Amelia had gone missing and Rebecca Ecclestone was a very worried mother. Her daughter did go out on her own occasionally but had not gone outside the compound before and darkness was falling rapidly. Mrs Ecclestone dispatched the servants to the four corners of the compass with strict instructions to find her. The servants knew their way around the town and the ways of the locals. She was sure that Amelia would be found and when she was she would get the sharp edge of her mothers tongue. At 11 years old, Amelia was maturing rapidly and was learning how to navigate her way through the complexities of Indian society, the British, Eurasians, high caste Indians and the masses, all behaving in different ways. Then there was men and women, military, civil servants and merchants. It was a mystery to a newcomer but growing up with her British parents in a military compound she was absorbing the legion upon legion of unspoken rules by osmosis.
Rebecca stompted and harrupt around. They were due at a musical event that evening and not only was Amelia missing so was her husband and he had promised to be home on time for once. These musical evenings were organised by the wife of the Colonel of the Regiment and officers and wives (and daughters) were expected to be there. Rebecca Ecclestone was a typical military wife. Steady under fire and steadfast in support of the family. The siege at [Lucknow] had been dramatic but fortunately had not lasted long and although she had shit her nickers with fear, she had stood firm and alongside the other women had been thoroughly praised by the relieved Colonel when the siege was lifted.
But this formidable member of the Raj was wracked with emotion, oscillating between fear for her daughter, fear of the wrath of the Colonel’s wife if they were late to the concert and anger at Amelia’s irresponsible behaviour. So when a sheepish Amelia finally turned up in the safe hands of their senior steward Rosan (who of course had had a good idea all along where she was likely to be) she took the full brunt of her mother’s fear and anger.
“Where have you been Amelia? I’ve been worried sick about you. Your dress is ruined and it was only fresh on this morning. Don’t stand there saying nothing. Tell me the truth.”
With her bottom lip trembling and a tear coming into her eye she replied “Sorry mummy I haven’t been in any trouble. We went to the market then to the railway yard to look at the new buildings and see Uncle Henry.”
Rebecca was too experience as a mother to be side tracked by the mention of her husband’s distant cousin, Henry Attfield. Her eyes narrowed. “Who is the ‘we’?” she demanded suspecting the worst.
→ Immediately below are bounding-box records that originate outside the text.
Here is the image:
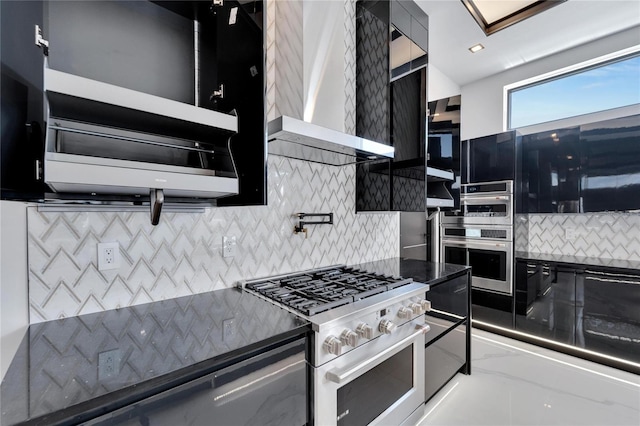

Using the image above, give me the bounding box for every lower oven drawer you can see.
[424,321,467,401]
[313,318,427,426]
[84,339,307,426]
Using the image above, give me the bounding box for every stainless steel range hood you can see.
[268,116,394,166]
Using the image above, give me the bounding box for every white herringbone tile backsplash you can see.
[516,213,640,260]
[28,156,399,323]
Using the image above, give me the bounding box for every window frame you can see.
[503,44,640,134]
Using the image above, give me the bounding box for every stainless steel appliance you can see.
[241,266,430,425]
[440,181,513,295]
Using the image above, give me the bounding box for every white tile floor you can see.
[417,329,640,426]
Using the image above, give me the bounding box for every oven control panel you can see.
[315,293,429,364]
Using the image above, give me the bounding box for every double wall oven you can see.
[440,181,514,296]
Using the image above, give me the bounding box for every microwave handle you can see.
[462,195,511,201]
[442,240,507,248]
[326,324,431,384]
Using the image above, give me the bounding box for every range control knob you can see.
[398,306,413,319]
[340,329,360,347]
[322,336,342,355]
[409,303,424,315]
[378,320,398,334]
[356,322,375,339]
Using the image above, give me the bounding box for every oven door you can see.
[460,194,513,225]
[313,317,429,426]
[441,239,513,295]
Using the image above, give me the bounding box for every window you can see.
[508,52,640,129]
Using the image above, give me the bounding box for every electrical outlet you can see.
[222,318,236,341]
[98,242,120,271]
[222,236,236,257]
[564,228,577,240]
[98,349,120,380]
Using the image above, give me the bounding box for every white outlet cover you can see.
[98,242,120,271]
[222,236,236,257]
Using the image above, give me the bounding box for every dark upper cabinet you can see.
[2,0,266,205]
[518,127,580,213]
[516,115,640,213]
[580,115,640,212]
[356,0,428,211]
[461,131,518,183]
[0,1,45,200]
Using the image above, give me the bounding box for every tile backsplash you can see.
[515,213,640,260]
[27,156,399,323]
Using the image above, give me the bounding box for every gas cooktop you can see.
[244,266,413,316]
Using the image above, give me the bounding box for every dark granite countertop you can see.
[515,251,640,273]
[352,257,470,287]
[0,289,309,425]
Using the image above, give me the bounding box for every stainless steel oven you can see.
[313,317,429,426]
[241,268,431,426]
[443,181,513,226]
[440,225,513,295]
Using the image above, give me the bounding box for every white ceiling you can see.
[415,0,640,86]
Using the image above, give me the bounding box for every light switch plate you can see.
[564,228,577,240]
[98,242,120,271]
[222,236,236,257]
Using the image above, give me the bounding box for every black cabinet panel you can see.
[0,1,47,200]
[580,115,640,212]
[356,0,427,212]
[462,131,517,183]
[516,115,640,213]
[522,127,580,213]
[424,321,468,400]
[471,289,513,328]
[576,269,640,363]
[356,1,391,144]
[86,339,308,426]
[515,261,583,345]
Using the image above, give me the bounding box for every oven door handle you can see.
[442,240,507,248]
[325,324,431,384]
[460,195,511,204]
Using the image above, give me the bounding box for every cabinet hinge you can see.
[209,84,224,101]
[36,160,44,181]
[36,25,49,56]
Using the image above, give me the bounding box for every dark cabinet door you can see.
[462,131,516,183]
[424,321,469,400]
[515,262,582,345]
[576,268,640,363]
[85,339,308,426]
[425,274,470,344]
[520,127,580,213]
[580,115,640,212]
[214,1,267,206]
[0,1,48,200]
[356,0,428,212]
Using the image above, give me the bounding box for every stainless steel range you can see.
[241,266,430,425]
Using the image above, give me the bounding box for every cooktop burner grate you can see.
[245,267,412,316]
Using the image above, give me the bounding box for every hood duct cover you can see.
[268,116,394,166]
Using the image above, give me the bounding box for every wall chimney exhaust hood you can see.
[268,116,394,166]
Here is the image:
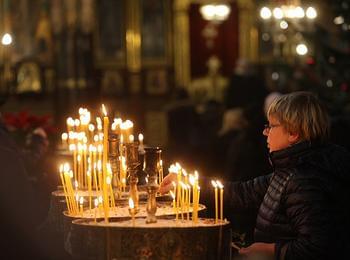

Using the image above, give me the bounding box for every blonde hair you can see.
[267,91,330,142]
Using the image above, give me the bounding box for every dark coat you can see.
[225,142,350,260]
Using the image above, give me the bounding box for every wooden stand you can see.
[67,218,231,260]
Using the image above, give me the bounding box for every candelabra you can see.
[108,134,120,193]
[144,147,161,223]
[124,142,140,212]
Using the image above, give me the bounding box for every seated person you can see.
[160,92,350,259]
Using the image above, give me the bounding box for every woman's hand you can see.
[159,173,177,194]
[239,243,275,258]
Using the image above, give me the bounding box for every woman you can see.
[160,92,350,259]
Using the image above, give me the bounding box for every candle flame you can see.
[69,144,76,151]
[106,176,112,185]
[216,180,224,189]
[102,104,107,116]
[59,164,63,173]
[170,191,175,200]
[67,117,74,126]
[89,124,95,132]
[189,174,196,186]
[63,163,70,172]
[129,198,135,209]
[62,133,68,141]
[97,160,102,171]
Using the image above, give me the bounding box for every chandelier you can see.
[199,3,231,23]
[260,0,317,56]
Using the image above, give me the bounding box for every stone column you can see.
[174,0,191,87]
[237,0,259,62]
[126,0,141,94]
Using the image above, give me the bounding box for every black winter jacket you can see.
[225,142,350,260]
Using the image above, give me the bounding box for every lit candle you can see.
[138,134,145,153]
[159,159,163,183]
[216,181,224,222]
[66,117,74,133]
[69,144,77,183]
[211,181,219,223]
[60,164,72,214]
[74,119,80,132]
[61,133,68,148]
[89,124,95,142]
[129,198,135,227]
[170,191,177,220]
[86,170,92,210]
[79,197,84,216]
[186,184,191,221]
[94,198,98,223]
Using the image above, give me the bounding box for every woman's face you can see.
[263,116,294,153]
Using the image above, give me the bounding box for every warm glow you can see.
[295,43,308,56]
[189,174,196,186]
[67,117,74,126]
[306,7,317,19]
[280,20,288,30]
[1,33,12,45]
[89,124,95,132]
[199,4,231,22]
[273,7,283,19]
[106,176,112,185]
[129,198,135,209]
[69,144,76,151]
[102,104,107,116]
[62,133,68,141]
[260,6,272,20]
[216,181,224,189]
[63,163,70,172]
[74,119,80,126]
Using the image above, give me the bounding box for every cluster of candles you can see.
[60,105,143,222]
[169,163,200,224]
[211,180,224,223]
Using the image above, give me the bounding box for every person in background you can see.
[160,92,350,259]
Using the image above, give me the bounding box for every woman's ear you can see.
[288,133,299,144]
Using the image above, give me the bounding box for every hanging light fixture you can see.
[199,3,231,23]
[1,33,12,45]
[260,2,317,20]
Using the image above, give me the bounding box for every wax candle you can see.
[216,181,224,222]
[129,197,135,227]
[211,181,219,223]
[79,197,84,216]
[60,164,72,214]
[86,170,92,210]
[170,191,177,214]
[94,198,98,223]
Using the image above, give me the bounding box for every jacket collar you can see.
[269,141,319,168]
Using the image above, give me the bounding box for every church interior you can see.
[0,0,350,258]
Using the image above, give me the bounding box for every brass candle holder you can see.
[124,142,140,213]
[144,147,161,223]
“Stuart” whispered Amelia unable to hold back the tears any longer which began to drop down her cheeks.
“Speak up girl. Was it that Stuart Hawthorn?” the girl nodded feeling very miserable and sorry for herself. “How may times have I told you not to have anything to do with that boy? His upbringing is being sadly neglected and not only will he get himself into trouble, he will get you into trouble as well. Just wait ’til your father gets home. He will hear about this.”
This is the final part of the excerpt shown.